Madisonville Police Department has recently created an internet crimes against children task force, parterning with the secret service and the Kentucky State Police.

“This is an effort we do to combat people patrolling the internet for child pornography, child molestation and people who try to meet kids,” said Williams. “We actually opened 24 cases and arrested 24 people for them. It’s a big deal. We have sent our men to these trainings and gotten in really good with the secret services. They were able to loan us $50,000 of equipment to be able to work these types of cases. We now have a system that patrols constantly and picks up those hits on people who are doing these things.”

Williams said there were 117 of students getting in trouble in the school systems this past year.

“A lot of times these cases don’t get reported,” said Williams. “And it’s not a reflection on the school system, but it shows the corporations at that level, we want to push that down to our youth. We want good interaction with the kids.”

Williams said his No. 1 goal in Hopkins County is to reduce drug trafficking. The department has also partnered with the Pennyrile Narcotics Task, Kentucky State Police and the DEA.
“Drugs are an unusual factor,” said Williams. “They don’t stop at the city line of Madisonville. Drugs from surrounding places will affect Madisonville. So, we go after it wherever it may be.”

Williams said 102 felony drug cases were opened this past year with a 100 percent conviction rate.

“Our guys do a thorough job with investigating and making sure they had the right people,” said Williams. “They were able to seize $65,000 of illegal drugs off the street last year.  In the past two years, it amounts to $250,000 that we have been able to take off the street.”

Williams said so far this year, they have been able to start a new investigation with other federal agencies to crack down on large amounts of methamphetamines.

“We arrested 3,878 people last year and 15 of those were felony arrests,” said Williams. “We also have a large number of accidents. Some of my strategies to reduce the numbers may seem a bit unusual, but we put dummy cars in places and I have officers sitting in parking lots, which helped reduce our accidents by 13 percent and a 3 percent reduction with accidents with injuries.
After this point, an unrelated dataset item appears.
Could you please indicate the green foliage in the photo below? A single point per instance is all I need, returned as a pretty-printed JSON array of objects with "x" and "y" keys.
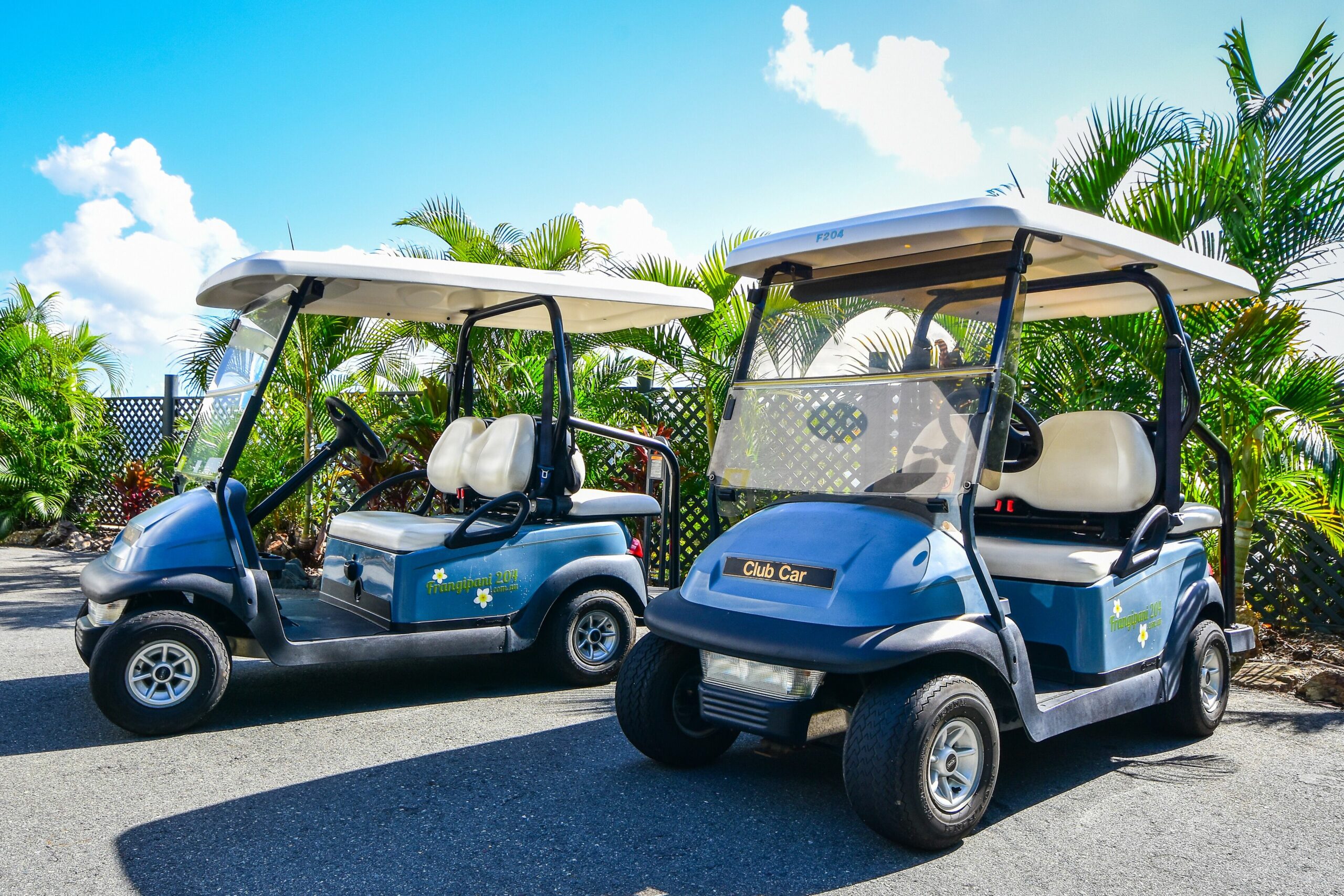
[
  {"x": 1261, "y": 187},
  {"x": 51, "y": 426}
]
So, these efforts are paying off.”

Williams said the department has been more involved with the community by doing events such as Cram the Car, Bowling for Kid’s Sake and Shop with a Cop.

“Everyone is mandated to do one community project,” said Williams. “It was hard at first to get used to, but now we partner with the community. We now have 10,257 community contacts by handing out cards, introducing themselves and asking community members things they could do to better the community.”

Williams said the department really tries to target the school systems and teach kids how unsafe drug use can be and what can happen if they get involved with them.

“We really use Crime Stoppers now as a tool for communication in finding the most wanted people,” said Williams. “As of 2013, we had 273 tips, which may not seem like a lot, but compared to 2011, we had less than 20 tips, it’s a big difference.”

Williams said this year they are working harder on all the shoplifting that has been going on.

“We are putting those people who have been convicted of shoplifting in the Crime Stoppers,” said Williams. “We hope that will help cut down on that as well by doing so.”